А есть ещё "Театральная мастерская". Они делают «Пигмалиона», «Приключения Буратино». Это очень милые нейтральные вещицы, но я бы так никогда не работал, я бы никогда не потащил детей в эту игру в костюмы. Мы взаимодействуем, ходим к друг другу на спектакли.. Но это ещё и вопрос затрат. В том числе, и моих. Когда мы выпустили первый вариант «Каменного гостя», нашим конкурентом по «Хрустальной капельке» оказалась композиция про Пушкина. Лит монтаж в очень дорогих костюмах: фраки, кринолины, парики и прочее. Но там не было заметно души, было заметно, как дети переоделись в красивые костюмы и стали красивыми. А родителям это приятно. И мне это не близко. Я так не хочу. Этот театр меня не привлекает.

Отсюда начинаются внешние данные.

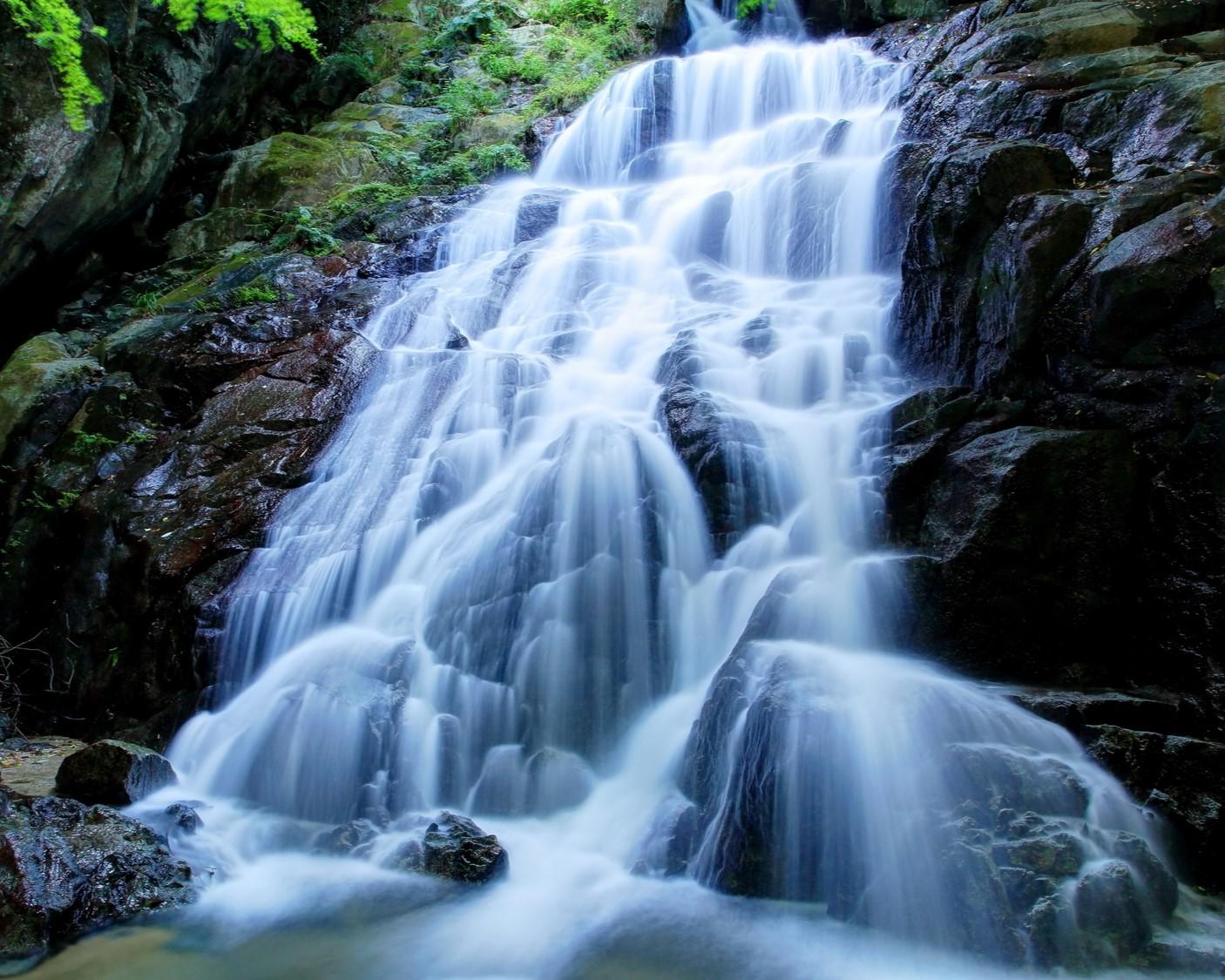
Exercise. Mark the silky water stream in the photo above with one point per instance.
(592, 561)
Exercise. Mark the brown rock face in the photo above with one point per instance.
(133, 497)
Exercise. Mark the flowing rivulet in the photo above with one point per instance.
(593, 560)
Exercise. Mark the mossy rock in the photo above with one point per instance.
(43, 367)
(387, 43)
(491, 130)
(289, 169)
(114, 774)
(218, 229)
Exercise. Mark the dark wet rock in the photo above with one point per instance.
(1183, 781)
(455, 848)
(66, 868)
(1109, 908)
(169, 93)
(726, 457)
(184, 817)
(538, 213)
(1061, 186)
(1026, 525)
(1156, 883)
(159, 467)
(999, 777)
(346, 838)
(114, 774)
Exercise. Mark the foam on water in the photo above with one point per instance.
(504, 591)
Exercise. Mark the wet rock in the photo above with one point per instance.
(1179, 778)
(184, 817)
(160, 470)
(1107, 905)
(29, 766)
(113, 772)
(346, 838)
(168, 94)
(455, 848)
(66, 868)
(1026, 525)
(538, 213)
(726, 457)
(1070, 288)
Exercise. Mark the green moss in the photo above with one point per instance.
(39, 368)
(257, 290)
(196, 287)
(307, 234)
(365, 196)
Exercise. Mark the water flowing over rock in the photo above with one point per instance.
(66, 868)
(592, 557)
(113, 772)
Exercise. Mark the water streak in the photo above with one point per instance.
(592, 558)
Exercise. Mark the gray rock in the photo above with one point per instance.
(113, 772)
(66, 868)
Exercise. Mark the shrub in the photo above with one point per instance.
(55, 27)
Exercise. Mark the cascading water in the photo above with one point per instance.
(592, 561)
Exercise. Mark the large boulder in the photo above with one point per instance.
(455, 848)
(66, 868)
(166, 93)
(114, 774)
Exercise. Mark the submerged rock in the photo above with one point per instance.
(455, 848)
(66, 868)
(113, 772)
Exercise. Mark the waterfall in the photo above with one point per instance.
(593, 558)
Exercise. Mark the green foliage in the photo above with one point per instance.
(307, 234)
(498, 60)
(744, 8)
(55, 27)
(474, 20)
(257, 290)
(501, 159)
(368, 195)
(274, 24)
(88, 443)
(148, 303)
(464, 99)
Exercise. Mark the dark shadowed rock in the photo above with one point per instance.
(66, 868)
(455, 848)
(113, 772)
(346, 838)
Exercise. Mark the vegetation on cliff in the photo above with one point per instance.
(55, 26)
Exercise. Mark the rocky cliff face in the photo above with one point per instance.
(1061, 482)
(166, 94)
(146, 443)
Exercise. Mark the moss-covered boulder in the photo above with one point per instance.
(113, 772)
(66, 868)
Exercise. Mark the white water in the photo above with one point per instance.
(503, 594)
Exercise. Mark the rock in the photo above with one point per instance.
(455, 848)
(724, 456)
(1061, 187)
(1107, 905)
(159, 470)
(184, 817)
(1181, 780)
(29, 766)
(168, 94)
(346, 838)
(113, 772)
(66, 868)
(1026, 525)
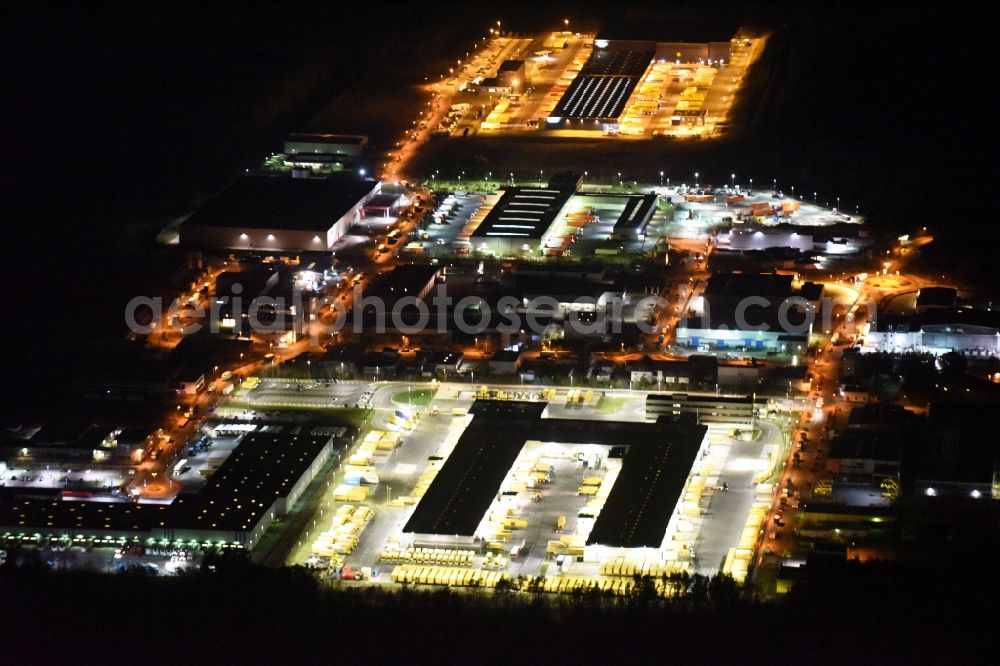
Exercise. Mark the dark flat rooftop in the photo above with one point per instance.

– Но у детей возникает возможность выбора, куда им идти. Как они выбирают?

– Очень просто. Куда лучше вписываются, то и выбирают.

– Ходите ли вы со своими студийцами все вместе в театры, на выставки и т.д.? Есть ли у Вас с детьми общий культурный контекст вне школы?

– Раньше ходили обязательно. А сейчас, насколько позволяют возможности. Возможности позволяют ходить куда-либо, в основном, только со своим классом. Но ведь и студия началась с физико-математических класса. Все, что происходит в школе или организуется в школе, является непосредственным продолжением того, что начинается на уроке. И когда я призываю детей к углубленно у изучению математики, я призываю их к тому, чтобы их решение было осознанным. А не потому, что туда пошли мои друзья или так хотят родители.

С классами мы ходим туда, куда нам хочется ходить вместе. Но в этом главное – не столько ходить, сколько делать то, что нам интересно делать вместе друг с другом. И не только на темы, связанные с театром или с математикой. Пока наш взаимный интерес друг к другу не ослабевает, наверное, стоит работать и стоит театром заниматься. Иногда хорошо бывает просто поговорить. Мы разговариваем о «Мцыри», например. С точки зрения того, что учительница литературы задала выучить отрывок. И с точки зрения того, о чем Лермонтов там написал. В принципе, мы с учительницей литературы говорим об одном и том же, но подводим к этому детей с разных сторон. Можно ли сказать о том, что я чувствую и думаю в связи с этим? И где и как мне это сделать комфортнее? В сочинении или на репетиции? А вообще так можно делать? Можно. Тогда я попробую высказать свои чувства по этому поводу.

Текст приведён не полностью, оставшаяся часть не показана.